Computer downtime and particularly the loss of important files can be a significant, costly problem. A recent study by International Data Corp. of 800 Canadian and U.S. companies — including 200 small businesses — found that about 60 per cent had suffered lost revenue and 40 per cent lost productivity when confronted with system issues, 90 per cent of which were caused by hardware and software problems.

Running around trying to recreate data, retyping information or fiddling with damaged data on a crashed hard disk can divert you from more productive tasks. And don’t think it can’t happen to you: In the past month, I’ve had two hard disks crash, lost one extremely important file to corruption and have had other problems. Fortunately, I had adequate backup and was able to quickly get back all but a few of the lost files.

What can you do to minimize damage from computer problems? First, become a back-up zealot. Understand that you’re going to lose data on a regular basis under a variety of circumstances. To counter that, you are going to make multiple, redundant copies of that data and store several of them off-site.

Second, make sure that you have some type of tape-based back-up capability. There’s no shortage of low-cost back-up devices on the market. You can get a tape drive that will store gigabytes of data for a few hundred dollars. Get this type of device and use it often.

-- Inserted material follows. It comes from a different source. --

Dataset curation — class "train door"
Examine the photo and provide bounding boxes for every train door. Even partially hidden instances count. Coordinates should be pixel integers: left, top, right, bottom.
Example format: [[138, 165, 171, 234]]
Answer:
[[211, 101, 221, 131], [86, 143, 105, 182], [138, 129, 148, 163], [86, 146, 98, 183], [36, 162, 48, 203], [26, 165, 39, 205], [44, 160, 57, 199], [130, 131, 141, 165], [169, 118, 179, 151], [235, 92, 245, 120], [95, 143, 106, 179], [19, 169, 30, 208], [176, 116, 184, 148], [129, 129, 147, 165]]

Third, consider “burning” some of your most important archival files onto a CD-ROM, particularly those that don’t change over time. At a cost as low as $400 for a CD recorder and about $2 for a blank disk, you can make copies of vital information to retrieve later.

Fourth, consider using an Internet-based backup service for some of your important work in progress. I’ve been using @Backup (http://www.backup.com), a service which allows storage of up to 100 megabytes of data for an annual fee of $99 (U.S.). Every night, a software program on my PC encrypts E-mails and documents and sends copies to @Backup via the Internet. To ensure that I’ve got duplicates of duplicates, I’ve been using InterBack (http://www.edgepub.com/iback), a program that allows automatic copying of various files to another off-site storage location on the Internet as well as to one of my Linux servers.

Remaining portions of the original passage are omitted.